Spice provides full text search functionality with BM25 scoring. Datasets can be augmented with a full-text search index that enables efficient search. Dataset columns are included in the full-text index based on the column configuration.

To enable full-text search, configure your dataset columns within your dataset definition as follows:

datasets:
- from: github:github.com/spiceai/docs/pulls
name: doc.pulls
params:
github_token: ${secrets:GITHUB_TOKEN}
acceleration:
enabled: true
columns:
- name: title
full_text_search:
enabled: true
row_id:
- id
- name: body
full_text_search:
enabled: true

In this example, full-text search indexing is enabled on both the title and body columns. The row_id specifies a unique identifier for referencing search results and retrieving additional data.
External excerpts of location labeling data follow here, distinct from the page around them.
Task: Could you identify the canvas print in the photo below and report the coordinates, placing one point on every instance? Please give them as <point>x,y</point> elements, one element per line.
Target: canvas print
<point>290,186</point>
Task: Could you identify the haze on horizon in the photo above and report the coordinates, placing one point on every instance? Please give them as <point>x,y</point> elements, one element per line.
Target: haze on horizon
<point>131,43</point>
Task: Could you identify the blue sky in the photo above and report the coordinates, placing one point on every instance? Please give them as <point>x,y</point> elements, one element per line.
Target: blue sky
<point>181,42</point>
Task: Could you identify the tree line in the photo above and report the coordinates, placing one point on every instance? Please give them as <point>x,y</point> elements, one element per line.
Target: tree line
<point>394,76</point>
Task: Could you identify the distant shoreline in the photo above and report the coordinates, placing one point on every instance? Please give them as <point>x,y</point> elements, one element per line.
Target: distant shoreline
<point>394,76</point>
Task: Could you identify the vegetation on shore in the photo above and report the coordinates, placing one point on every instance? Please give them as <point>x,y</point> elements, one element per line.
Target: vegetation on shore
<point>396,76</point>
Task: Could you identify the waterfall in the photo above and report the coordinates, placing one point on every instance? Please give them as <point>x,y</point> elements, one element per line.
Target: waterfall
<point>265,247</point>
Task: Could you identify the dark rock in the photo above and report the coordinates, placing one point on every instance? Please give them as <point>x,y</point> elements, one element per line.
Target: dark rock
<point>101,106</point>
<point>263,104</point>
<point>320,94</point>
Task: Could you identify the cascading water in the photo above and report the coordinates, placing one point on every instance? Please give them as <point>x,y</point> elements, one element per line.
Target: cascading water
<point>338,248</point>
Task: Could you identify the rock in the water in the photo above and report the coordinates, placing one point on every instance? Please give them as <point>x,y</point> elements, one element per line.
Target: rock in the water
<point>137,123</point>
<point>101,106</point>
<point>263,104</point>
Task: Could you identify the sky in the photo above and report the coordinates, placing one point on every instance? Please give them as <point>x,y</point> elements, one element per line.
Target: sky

Searching with the HTTP API

After enabling indexing, you can perform searches using the HTTP API endpoint /v1/search. Results will be ranked based on the relevance to your keyword query across indexed columns (title and body in this example).

For details on using this endpoint, see the [API reference for /v1/search(../../api/HTTP/post-search).

Searching with SQL

Spice also provides full-text search through SQL using a user-defined table function (UDTF), text_search().

Example SQL Query

Here's how you can query using SQL:

SELECT id, title, score
FROM text_search(doc.pulls, 'search keywords', body)
ORDER BY score DESC
LIMIT 5;

This returns the top 5 results from the doc.pulls dataset that best match your search keywords within the body column.

Function Signature

The text_search() function has the following signature:

text_search(
table STRING, -- Dataset name (required)
query STRING, -- Keyword or phrase to search (required)
col STRING, -- Specific column to search (required if dataset has multiple indexed columns)
limit INTEGER, -- Maximum results returned (optional, defaults to 1000)
include_score BOOLEAN -- Include relevance scores in results (optional, defaults to TRUE)
)
RETURNS TABLE -- Original table columns plus an optional FLOAT column `score`

By default, text_search retrieves up to 1000 results. To adjust this, specify the limit parameter in the function call.

Use this function to integrate robust full-text search directly into your data workflows with minimal setup.